人間の行動や生き方を考える際には、対象は個人に留まらず社会全体と個人の関わりが問題になります。「倫理」は前回お話をしたように、社会における規範・ルールの一つの形態です。しかしそれは法律とは違って国家による強制力をともなわず、内的な良心や習慣をもとにしていました。

世界がどうなっているのか、世界について我々は何を知ることが出来るのか、といった存在論や認識論、さらには我々が暮らす社会・国家のあり方と、「私」の生き方や行動との間には密接な関係があります。その関係を我々に気付かせてくれるのが、古代ギリシアの思想家たちの「コスモス」観であると言えると思われます。

初回のガイダンスでも予告・概観しましたが、彼らは世界(この世の中にある全てという意味で、宇宙とか万物と言った方が良いかも知れません)を、規律と秩序を備えたものと考えていました。そして同じく我々の「心」(それを持つものを生きているという意味で、「生命原理」「魂」「霊魂」「心魂」と呼び変えても良いかも知れません)も一定の規律と秩序を備えていると考えました。


「秩序」の事をギリシア語でkosmosと言います。コスモスは秩序の他、装飾、飾りを意味する言葉です。秩序だっている事から、ピタゴラス以来、宇宙を指してコスモスと呼ぶ用法もあります。
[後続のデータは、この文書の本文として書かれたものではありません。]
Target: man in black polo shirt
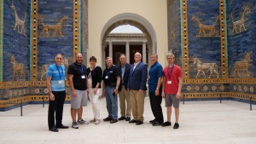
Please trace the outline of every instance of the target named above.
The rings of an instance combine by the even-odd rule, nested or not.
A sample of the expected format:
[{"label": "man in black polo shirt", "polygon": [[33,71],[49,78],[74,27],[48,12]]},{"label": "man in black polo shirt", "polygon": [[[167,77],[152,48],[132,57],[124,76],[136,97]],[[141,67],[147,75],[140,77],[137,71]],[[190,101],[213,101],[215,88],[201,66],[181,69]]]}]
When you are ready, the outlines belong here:
[{"label": "man in black polo shirt", "polygon": [[[82,64],[83,55],[80,53],[76,54],[76,61],[68,66],[68,82],[71,89],[71,117],[72,127],[79,129],[76,117],[78,113],[78,123],[88,124],[82,118],[83,107],[87,106],[88,79],[86,74],[86,66]],[[87,89],[87,90],[86,90]]]},{"label": "man in black polo shirt", "polygon": [[107,68],[103,72],[102,93],[106,95],[106,103],[108,116],[104,121],[110,124],[118,122],[118,92],[120,84],[120,72],[117,66],[113,65],[111,57],[106,58]]}]

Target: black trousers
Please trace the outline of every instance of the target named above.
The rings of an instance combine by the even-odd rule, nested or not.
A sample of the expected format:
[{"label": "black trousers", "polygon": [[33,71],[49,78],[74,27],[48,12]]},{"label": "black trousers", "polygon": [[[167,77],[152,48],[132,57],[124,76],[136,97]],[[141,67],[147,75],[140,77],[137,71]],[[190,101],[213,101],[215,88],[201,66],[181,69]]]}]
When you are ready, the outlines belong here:
[{"label": "black trousers", "polygon": [[49,99],[49,128],[52,128],[55,126],[55,119],[56,120],[56,125],[61,125],[62,124],[63,106],[66,99],[66,91],[53,91],[52,93],[55,95],[55,101],[50,101]]},{"label": "black trousers", "polygon": [[161,103],[162,103],[161,92],[162,91],[160,89],[160,95],[157,96],[155,95],[154,92],[149,92],[151,110],[154,117],[154,120],[159,123],[164,122],[163,111],[161,107]]}]

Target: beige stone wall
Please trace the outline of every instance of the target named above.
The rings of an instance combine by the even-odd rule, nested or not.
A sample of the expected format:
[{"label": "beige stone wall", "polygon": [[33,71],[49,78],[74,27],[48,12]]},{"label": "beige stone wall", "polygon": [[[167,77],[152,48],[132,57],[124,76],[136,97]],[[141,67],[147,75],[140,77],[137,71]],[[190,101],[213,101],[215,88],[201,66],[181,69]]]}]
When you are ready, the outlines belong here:
[{"label": "beige stone wall", "polygon": [[94,55],[97,58],[97,65],[102,66],[101,34],[104,26],[117,14],[133,13],[145,18],[153,26],[159,61],[166,65],[165,57],[168,51],[166,0],[88,0],[88,59]]}]

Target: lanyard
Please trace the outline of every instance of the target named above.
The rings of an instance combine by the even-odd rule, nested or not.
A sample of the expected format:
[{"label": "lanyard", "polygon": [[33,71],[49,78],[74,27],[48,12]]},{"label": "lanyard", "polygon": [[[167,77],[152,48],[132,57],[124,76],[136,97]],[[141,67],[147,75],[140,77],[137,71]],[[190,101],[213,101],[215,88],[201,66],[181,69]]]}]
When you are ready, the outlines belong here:
[{"label": "lanyard", "polygon": [[55,66],[56,66],[57,70],[58,70],[58,72],[59,72],[60,80],[61,80],[61,77],[62,77],[62,75],[63,75],[63,69],[62,69],[62,66],[61,66],[61,72],[60,72],[60,71],[59,71],[59,68],[58,68],[58,66],[57,66],[56,64],[55,64]]},{"label": "lanyard", "polygon": [[113,65],[111,66],[111,67],[108,70],[106,71],[106,76],[108,76],[108,73],[110,72],[112,67],[113,67]]},{"label": "lanyard", "polygon": [[173,65],[172,67],[171,75],[170,75],[170,74],[169,74],[169,66],[168,66],[168,67],[167,67],[167,74],[168,74],[168,77],[169,77],[169,79],[170,79],[170,80],[171,80],[171,77],[172,77],[173,69],[174,69],[174,65]]},{"label": "lanyard", "polygon": [[82,72],[82,76],[83,76],[84,75],[84,67],[83,67],[82,65],[79,65],[79,69],[80,69],[80,71]]},{"label": "lanyard", "polygon": [[94,68],[90,72],[90,73],[89,73],[89,75],[88,75],[88,78],[90,78],[90,77],[91,77],[91,72],[92,72],[95,68],[96,68],[96,66],[95,66]]}]

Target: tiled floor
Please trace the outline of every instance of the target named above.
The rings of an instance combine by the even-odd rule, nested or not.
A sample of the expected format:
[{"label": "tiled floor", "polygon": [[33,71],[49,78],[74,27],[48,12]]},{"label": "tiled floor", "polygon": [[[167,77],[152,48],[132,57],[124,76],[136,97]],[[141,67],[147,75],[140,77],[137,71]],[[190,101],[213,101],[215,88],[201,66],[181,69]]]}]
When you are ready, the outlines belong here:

宇宙をコスモスと呼ぶのと並んで、ギリシアでは「人間」を「小さなコスモス=micro kosmos、ミクロ・コスモス」と多くの哲学者が呼んでいます。これは人間の内で先に挙げた「魂」の有する秩序を指しているとも解されます。

note 哲学者によっては肉体の有機的秩序を指してコスモスと見る者「も」いると考えらます。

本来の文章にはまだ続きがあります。